El juez de la Sección de Instrucción Plaza 3 de Getafe, Luis Carlos de Isidro y de Pablo, adoptó el 19 de marzo esta medida que se conoce ahora. Su auto respondía a una solicitud del PSOE, personado como acusación popular. La medida no es extensible al resto de juzgados de la región que investigan lo sucedido porque el caso está atomizado en múltiples instancias en función del lugar de los fallecimientos. Sin embargo, la noticia se conoce a la espera de que la Audiencia Provincial decida el 16 de abril si unifica la causa en un solo juzgado, como han solicitado la Fiscalía o las familias, que entienden que los hechos son los mismos y derivan de las mismas decisiones políticas. La resolución llega en el sexto aniversario de los sucesos, marcado por varios homenajes a los fallecidos, pero con menor ruido político que años anteriores.
La prevaricación administrativa castiga a los funcionarios o autoridades que dicten una resolución arbitraria con la pena de inhabilitación especial para empleo o cargo público y para el ejercicio del derecho de sufragio pasivo por tiempo de nueve a quince años. El otro delito, la discriminación en el acceso a un servicio público, conlleva penas de cárcel de seis meses a dos años.
La resolución es recurrible ante el propio juez o ante la Audiencia.

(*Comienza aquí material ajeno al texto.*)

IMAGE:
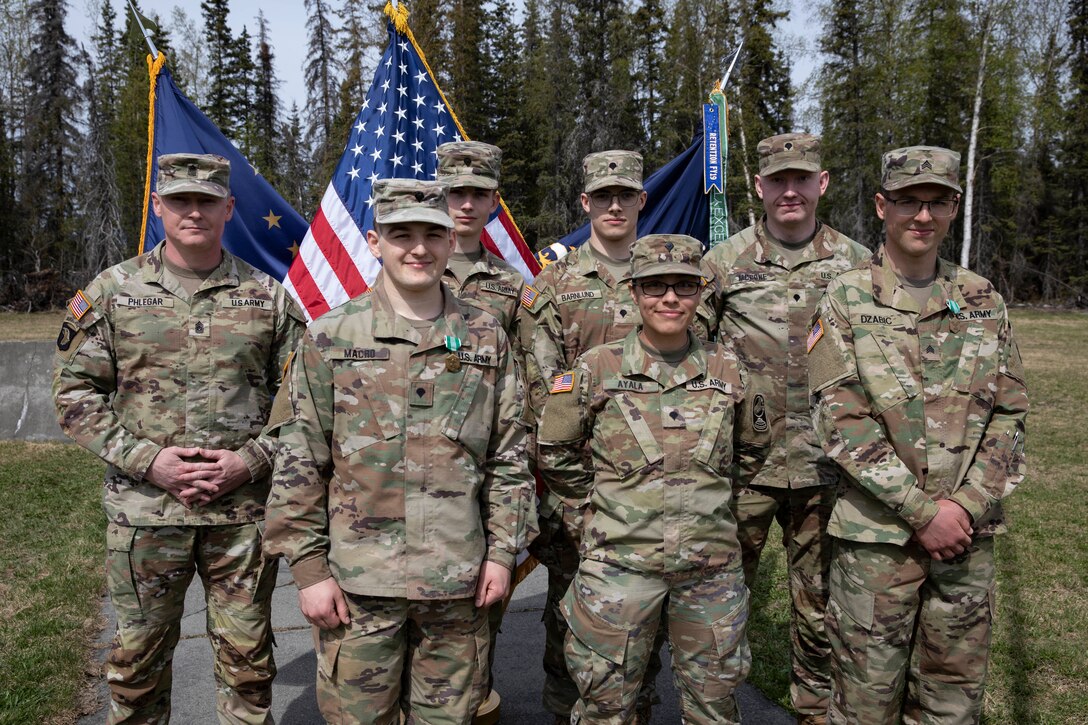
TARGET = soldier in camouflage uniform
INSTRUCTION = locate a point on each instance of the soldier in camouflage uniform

Mur ha respondido a este diario que aún no ha recibido el escrito. “Analizaremos el auto cuando lo tengamos y estudiaremos posibilidades”, ha dicho. El abogado de Peromingo, Borja Fiestas, no ha contestado a una solicitud para incluir su versión en este artículo.
Mur ha estado en el centro de la polémica desde que salieron a la luz los protocolos de triaje que él firmó como director general de coordinación sociosanitaria, el responsable de la Consejería de Sanidad que velaba por la atención sanitaria a las residencias de mayores. Envió a los hospitales cuatro versiones (el 18, 20, 24 y 25 de marzo de 2020) que pedían a los geriatras responsables de los ingresos que descartaran a las personas con dependencias mentales o físicas con el objetivo expreso de impedir un colapso hospitalario. Se suponía que a cambio iba a producirse un refuerzo médico en las residencias, pero Mur protestó internamente porque no era realidad, como reveló EL PAÍS. “No deseo que ninguna autoridad tenga en su conciencia un número importante de fallecimientos evitables”, escribió en un correo recibido por sus superiores y los de la consejería de Políticas Sociales.

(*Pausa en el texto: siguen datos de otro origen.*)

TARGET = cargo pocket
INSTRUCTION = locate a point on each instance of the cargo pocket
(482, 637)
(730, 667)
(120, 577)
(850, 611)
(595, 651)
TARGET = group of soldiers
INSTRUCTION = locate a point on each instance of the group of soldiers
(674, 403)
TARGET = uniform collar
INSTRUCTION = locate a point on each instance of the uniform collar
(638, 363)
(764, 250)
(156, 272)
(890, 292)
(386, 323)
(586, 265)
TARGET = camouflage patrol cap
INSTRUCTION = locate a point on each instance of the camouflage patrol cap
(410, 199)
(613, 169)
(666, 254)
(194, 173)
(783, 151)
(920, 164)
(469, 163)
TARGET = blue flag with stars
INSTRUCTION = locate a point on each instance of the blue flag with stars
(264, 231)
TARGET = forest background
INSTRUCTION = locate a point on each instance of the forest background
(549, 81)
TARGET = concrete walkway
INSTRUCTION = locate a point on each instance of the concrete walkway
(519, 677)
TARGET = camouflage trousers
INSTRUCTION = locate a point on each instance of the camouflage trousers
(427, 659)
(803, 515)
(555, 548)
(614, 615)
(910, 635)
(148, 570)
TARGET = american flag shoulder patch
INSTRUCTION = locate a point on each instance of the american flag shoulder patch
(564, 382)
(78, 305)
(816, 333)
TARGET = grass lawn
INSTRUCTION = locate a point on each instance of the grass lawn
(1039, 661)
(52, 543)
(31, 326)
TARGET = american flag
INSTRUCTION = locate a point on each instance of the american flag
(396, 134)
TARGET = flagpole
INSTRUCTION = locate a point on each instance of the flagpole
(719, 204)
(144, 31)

Peromingo es otro de los protagonistas del caso. Lideró al grupo de geriatras de hospital que asistieron a Mur en el diseño del triaje. Era el jefe de geriatría del Hospital Rey Juan Carlos de Móstoles y como tal actuó de filtro para las peticiones de ingreso provenientes de las decenas de residencias de su zona. Estos médicos promovieron un escrito destapado por este periódico quejándose de la falta de medicalización. Uno de ellos le dijo a este diario: “Estamos hartos de toda esta mierda”. Peromingo relevó a Mur en el cargo de director general en mayo de 2020 y ocupó el puesto hasta julio de 2023.

Los apuros judiciales de ambos comenzaron recientemente, cuando las familias adoptaron un cambio de estrategia. Las dos asociaciones que los representan, Marea de Residencias y Verdad y Justicia, presentaron en octubre de 2024 una denuncia colectiva por el delito de discriminación en el acceso a un servicio público y pusieron el foco en ellos dos y otros dos ex responsables, el exgerente de las ambulancias, Pablo Busca, y un exasesor de la presidenta, Antonio Burgueño. Hasta entonces las familias habían perseguido sin éxito a Ayuso y dos exconsejeros por homicidio imprudente, trato vejatorio, prevaricación y denegación de auxilio.
La apuesta de las familias por cambiar de delito y de presuntos autores dio un impulso a la causa y en la primavera del año pasado los jueces comenzaron a imputar a los ex responsables. Meses después, el PSOE anunció que se personaba en una serie de juzgados que investigan los hechos.